Desde 2015, o Brasil conta com legislação que regulamenta o acesso (i) ao patrimônio genético oriundo das espécies nativas do país, bem como (ii) aos conhecimentos tradicionais associados (como, por exemplo, conhecimentos detidos por comunidades indígenas). A lei 13.123, de 20 de maio de 2015, complementada pelo decreto 8.772/16, ficou conhecida como Marco da Biodiversidade e, desde a sua promulgação, vem sendo objeto de regulamentação mais detalhada quanto a algumas das suas disposições.
Outros temas ainda estão pendentes de regulação. O Marco da Biodiversidade determina duas obrigações a serem cumpridas por todos que tenham acessado o patrimônio genético e/ou conhecimentos tradicionais brasileiros: (i) notificar tal acesso ao CGEN e (ii) repartir os benefícios econômicos obtidos com a exploração do recurso com as comunidades tradicionais associadas ou, na ausência de identificação destas, com um fundo instituído pelo Ministério do Meio Ambiente (Fundo Nacional para Repartição de Benefícios – FNRB). Uma das condições para que esta segunda obrigação seja imposta é que a utilização do recurso da biodiversidade agregue valor ao produto final.

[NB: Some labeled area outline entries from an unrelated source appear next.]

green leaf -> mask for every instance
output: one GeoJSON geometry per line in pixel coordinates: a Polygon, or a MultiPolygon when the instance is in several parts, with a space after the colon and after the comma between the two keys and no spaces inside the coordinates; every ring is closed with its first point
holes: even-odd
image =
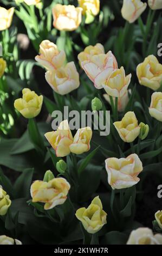
{"type": "Polygon", "coordinates": [[[86,166],[87,166],[87,165],[90,161],[91,159],[95,156],[95,155],[98,151],[98,149],[99,149],[100,147],[100,146],[99,146],[98,148],[96,148],[92,152],[90,152],[90,153],[89,153],[85,159],[82,160],[81,163],[80,164],[79,169],[78,169],[78,173],[80,175],[82,172],[82,171],[85,169],[86,166]]]}
{"type": "Polygon", "coordinates": [[[56,163],[59,160],[60,160],[60,159],[61,159],[61,158],[57,157],[57,156],[56,156],[55,152],[53,149],[52,148],[49,149],[48,148],[47,148],[48,152],[49,152],[50,155],[54,166],[56,169],[56,163]]]}
{"type": "Polygon", "coordinates": [[[34,170],[34,169],[26,169],[17,179],[14,186],[16,197],[28,198],[30,197],[30,188],[34,170]]]}

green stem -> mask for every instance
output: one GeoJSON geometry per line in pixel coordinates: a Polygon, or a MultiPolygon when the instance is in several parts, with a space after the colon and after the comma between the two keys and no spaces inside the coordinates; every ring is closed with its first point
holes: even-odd
{"type": "Polygon", "coordinates": [[[134,153],[135,150],[134,150],[134,144],[133,144],[133,142],[131,142],[130,146],[131,146],[132,153],[133,153],[133,154],[134,153]]]}
{"type": "Polygon", "coordinates": [[[113,119],[115,120],[115,106],[114,106],[113,98],[112,96],[109,96],[109,99],[110,99],[111,105],[112,109],[112,112],[113,112],[113,119]]]}
{"type": "Polygon", "coordinates": [[[137,143],[137,154],[139,155],[140,152],[140,142],[141,139],[138,137],[138,143],[137,143]]]}
{"type": "Polygon", "coordinates": [[[124,190],[120,190],[120,209],[123,210],[124,208],[124,190]]]}
{"type": "Polygon", "coordinates": [[[115,121],[118,120],[118,97],[115,97],[115,121]]]}

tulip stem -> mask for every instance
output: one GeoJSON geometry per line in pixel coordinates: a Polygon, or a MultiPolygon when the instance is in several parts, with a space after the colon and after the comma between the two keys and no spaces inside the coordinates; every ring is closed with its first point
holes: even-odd
{"type": "Polygon", "coordinates": [[[137,154],[139,155],[140,151],[140,142],[141,139],[138,137],[138,143],[137,143],[137,154]]]}
{"type": "Polygon", "coordinates": [[[118,97],[115,97],[115,121],[118,121],[118,97]]]}
{"type": "Polygon", "coordinates": [[[130,145],[131,145],[131,149],[132,153],[133,154],[133,153],[134,153],[135,151],[134,151],[134,145],[133,145],[133,142],[131,142],[130,145]]]}

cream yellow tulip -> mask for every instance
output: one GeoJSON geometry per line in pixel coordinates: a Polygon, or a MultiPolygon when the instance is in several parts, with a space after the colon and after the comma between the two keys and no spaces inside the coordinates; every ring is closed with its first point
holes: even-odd
{"type": "Polygon", "coordinates": [[[121,121],[114,123],[120,138],[125,142],[133,142],[139,136],[140,127],[134,112],[126,113],[121,121]]]}
{"type": "Polygon", "coordinates": [[[90,56],[89,60],[81,62],[81,66],[97,89],[102,89],[105,77],[118,69],[117,61],[111,51],[106,54],[90,56]]]}
{"type": "Polygon", "coordinates": [[[132,231],[127,245],[162,245],[162,235],[154,235],[148,228],[132,231]]]}
{"type": "Polygon", "coordinates": [[[149,113],[151,117],[162,122],[162,93],[152,94],[149,113]]]}
{"type": "Polygon", "coordinates": [[[100,11],[100,0],[78,0],[78,3],[83,9],[83,15],[88,12],[96,16],[100,11]]]}
{"type": "Polygon", "coordinates": [[[129,23],[133,23],[141,15],[146,7],[146,3],[143,3],[141,0],[124,0],[121,15],[129,23]]]}
{"type": "Polygon", "coordinates": [[[35,60],[46,69],[53,70],[59,69],[64,64],[66,54],[64,51],[59,51],[57,46],[48,40],[42,41],[40,45],[40,55],[35,60]]]}
{"type": "Polygon", "coordinates": [[[38,96],[29,88],[23,89],[22,94],[22,98],[15,101],[15,108],[25,118],[36,117],[41,112],[43,96],[38,96]]]}
{"type": "MultiPolygon", "coordinates": [[[[129,101],[129,93],[131,94],[131,89],[127,90],[122,97],[119,97],[118,100],[118,110],[119,112],[124,111],[129,101]]],[[[104,98],[110,105],[111,100],[109,96],[107,94],[103,95],[104,98]]],[[[114,103],[115,102],[115,97],[113,97],[114,103]]]]}
{"type": "Polygon", "coordinates": [[[33,203],[45,203],[44,210],[49,210],[63,204],[67,198],[70,185],[63,178],[56,178],[48,182],[36,180],[31,186],[33,203]]]}
{"type": "Polygon", "coordinates": [[[80,7],[56,4],[53,9],[54,26],[60,31],[76,29],[81,22],[82,11],[80,7]]]}
{"type": "Polygon", "coordinates": [[[1,245],[22,245],[22,242],[17,239],[13,239],[6,235],[0,235],[1,245]]]}
{"type": "Polygon", "coordinates": [[[113,190],[120,190],[137,184],[138,174],[142,170],[142,163],[136,154],[126,158],[111,157],[105,160],[108,182],[113,190]]]}
{"type": "Polygon", "coordinates": [[[73,62],[56,70],[48,71],[45,77],[51,88],[61,95],[69,93],[80,85],[79,75],[73,62]]]}
{"type": "Polygon", "coordinates": [[[90,148],[92,136],[92,131],[90,127],[79,129],[74,137],[73,143],[70,145],[70,151],[76,155],[87,152],[90,148]]]}
{"type": "Polygon", "coordinates": [[[94,198],[88,208],[84,207],[78,209],[75,215],[90,234],[98,232],[106,224],[107,214],[103,210],[99,197],[94,198]]]}
{"type": "Polygon", "coordinates": [[[82,66],[82,62],[90,60],[92,56],[100,54],[105,54],[104,47],[101,44],[96,44],[94,46],[92,45],[87,46],[84,51],[80,52],[77,56],[81,66],[82,66]]]}
{"type": "Polygon", "coordinates": [[[141,86],[157,90],[162,82],[162,65],[154,55],[149,55],[137,66],[137,75],[141,86]]]}
{"type": "Polygon", "coordinates": [[[69,147],[73,143],[73,137],[67,120],[60,123],[57,131],[47,132],[44,136],[57,156],[63,157],[70,154],[69,147]]]}

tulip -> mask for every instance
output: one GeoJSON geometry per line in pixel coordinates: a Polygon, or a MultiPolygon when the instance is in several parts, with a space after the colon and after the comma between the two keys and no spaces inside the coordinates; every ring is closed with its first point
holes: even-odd
{"type": "Polygon", "coordinates": [[[127,245],[162,245],[162,235],[154,235],[148,228],[139,228],[132,231],[127,245]]]}
{"type": "Polygon", "coordinates": [[[83,207],[76,211],[76,218],[81,222],[88,233],[96,233],[106,224],[107,214],[102,209],[99,197],[96,197],[88,208],[83,207]]]}
{"type": "Polygon", "coordinates": [[[24,0],[24,3],[28,5],[32,5],[37,4],[40,2],[41,0],[24,0]]]}
{"type": "Polygon", "coordinates": [[[54,26],[60,31],[76,29],[81,22],[82,11],[80,7],[56,4],[53,9],[54,26]]]}
{"type": "Polygon", "coordinates": [[[43,181],[48,182],[51,180],[54,179],[55,176],[51,170],[48,170],[46,172],[44,175],[43,181]]]}
{"type": "Polygon", "coordinates": [[[9,10],[0,7],[0,31],[5,30],[10,27],[14,13],[14,7],[9,10]]]}
{"type": "Polygon", "coordinates": [[[155,214],[155,217],[159,227],[162,229],[162,211],[158,211],[155,214]]]}
{"type": "Polygon", "coordinates": [[[22,242],[6,235],[0,235],[0,245],[22,245],[22,242]]]}
{"type": "Polygon", "coordinates": [[[131,111],[126,113],[121,121],[114,123],[114,125],[125,142],[133,142],[140,133],[138,120],[134,113],[131,111]]]}
{"type": "Polygon", "coordinates": [[[96,84],[102,84],[102,87],[109,96],[122,97],[126,93],[131,82],[131,74],[125,75],[122,66],[119,69],[103,72],[95,81],[96,84]]]}
{"type": "Polygon", "coordinates": [[[78,3],[80,7],[83,9],[83,15],[89,13],[96,16],[100,11],[100,0],[78,0],[78,3]]]}
{"type": "Polygon", "coordinates": [[[162,65],[155,56],[149,55],[137,66],[137,75],[141,86],[157,90],[162,82],[162,65]]]}
{"type": "Polygon", "coordinates": [[[149,113],[151,117],[162,122],[162,93],[152,94],[149,113]]]}
{"type": "Polygon", "coordinates": [[[49,70],[62,67],[66,59],[64,51],[59,51],[57,46],[48,40],[42,41],[40,47],[40,55],[35,57],[37,62],[49,70]]]}
{"type": "Polygon", "coordinates": [[[70,185],[63,178],[56,178],[49,182],[34,181],[30,193],[33,203],[44,203],[44,210],[50,210],[63,204],[67,198],[70,185]]]}
{"type": "Polygon", "coordinates": [[[118,69],[116,60],[111,51],[106,54],[90,56],[89,60],[81,62],[81,65],[97,89],[102,88],[103,77],[110,75],[114,69],[118,69]]]}
{"type": "Polygon", "coordinates": [[[47,71],[45,77],[51,88],[61,95],[69,93],[80,85],[79,75],[73,62],[56,70],[47,71]]]}
{"type": "Polygon", "coordinates": [[[57,156],[63,157],[70,154],[69,147],[73,143],[73,137],[67,120],[60,123],[57,131],[47,132],[44,136],[57,156]]]}
{"type": "Polygon", "coordinates": [[[15,108],[25,118],[33,118],[38,115],[42,108],[43,96],[38,96],[29,88],[23,89],[22,94],[22,98],[15,101],[15,108]]]}
{"type": "Polygon", "coordinates": [[[100,54],[104,54],[105,50],[101,44],[96,44],[94,46],[92,46],[92,45],[87,46],[83,52],[78,54],[77,58],[80,65],[82,66],[81,63],[82,62],[90,60],[92,56],[100,54]]]}
{"type": "Polygon", "coordinates": [[[95,97],[92,100],[91,105],[93,111],[98,111],[102,109],[102,103],[100,99],[97,97],[95,97]]]}
{"type": "Polygon", "coordinates": [[[66,162],[62,159],[56,163],[56,169],[59,173],[64,173],[67,168],[67,165],[66,162]]]}
{"type": "Polygon", "coordinates": [[[161,0],[148,0],[148,4],[152,10],[162,9],[161,0]]]}
{"type": "Polygon", "coordinates": [[[6,66],[6,62],[4,60],[3,58],[0,58],[0,78],[4,74],[6,66]]]}
{"type": "Polygon", "coordinates": [[[136,154],[126,158],[111,157],[105,160],[108,182],[113,190],[120,190],[137,184],[138,174],[142,170],[142,163],[136,154]]]}
{"type": "Polygon", "coordinates": [[[149,126],[148,124],[145,124],[142,122],[140,123],[139,126],[140,127],[139,137],[142,141],[143,139],[145,139],[148,135],[149,132],[149,126]]]}
{"type": "Polygon", "coordinates": [[[147,4],[141,0],[124,0],[121,15],[129,23],[133,23],[144,11],[146,7],[147,4]]]}
{"type": "Polygon", "coordinates": [[[92,136],[92,131],[90,127],[79,129],[74,137],[74,141],[70,145],[72,153],[79,155],[87,152],[90,149],[90,142],[92,136]]]}
{"type": "MultiPolygon", "coordinates": [[[[127,105],[129,102],[129,93],[131,94],[131,90],[127,90],[125,94],[123,95],[122,97],[119,97],[118,100],[118,110],[119,112],[122,112],[124,111],[127,105]]],[[[111,105],[111,100],[109,96],[107,94],[105,94],[103,95],[105,100],[111,105]]],[[[113,100],[114,103],[115,104],[115,97],[113,97],[113,100]]]]}
{"type": "Polygon", "coordinates": [[[11,204],[9,196],[0,187],[0,216],[5,215],[11,204]]]}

Até recentemente, o setor de fragrâncias vinha discutindo a aplicação do critério de “agregação de valor” pelo insumo advindo de um componente da biodiversidade. De fato, em muitos casos, os insumos utilizados não são percebidos de forma relevante no produto acabado. O Conselho de Gestão do Patrimônio Genético (CGen) já vinha tratando do assunto, como ocorrido na 17ª Reunião em Brasília dias 19 e 20 de junho.
Essa questão acaba de ser solucionada. Em 29/8/18, foi a publicada no Diário Oficial a Orientação Técnica CGEN/MMA 6, de 20/6/18, que esclarece o conceito de “agregação de valor ao produto” no segmento de fragrâncias.
De acordo com a nova normativa, “consideram-se ‘elementos principais de agregação de valor’ os ingredientes (...) que determinem a família olfativa predominante da fragrância utilizada no produto acabado”, de forma que o insumo oriundo do patrimônio genético seja usado na fórmula “exclusivamente para formação de seu cheiro”. Nos casos em que a família olfativa da fragrância do componente da biodiversidade é diferente daquela família olfativa do produto acabado, a utilização do insumo do patrimônio genético não é considerada como “agregadora de valor” e não gera a obrigação de repartir benefícios.
Exemplo de possível isenção seria o caso de um produto acabado cuja fragrância seja da família olfativa ‘A’, mas que, em sua composição, tenha utilizado vários componentes, dentre eles um oriundo da biodiversidade brasileira, da família ‘B’, como mero coadjuvante, não sendo predominante no cheiro do produto acabado.
Portanto, nos casos em que o cheiro final do produto percebido pelo consumidor não resulte de componente do patrimônio genético brasileiro, o fabricante não estará obrigado a repartir benefícios, seja diretamente com as comunidades tradicionais associadas ou por meio de recolhimento ao FNRB os montantes estabelecidos pela lei.
A tão esperada publicação da Orientação Técnica 6 trouxe mais clareza e segurança jurídica à indústria de cosméticos.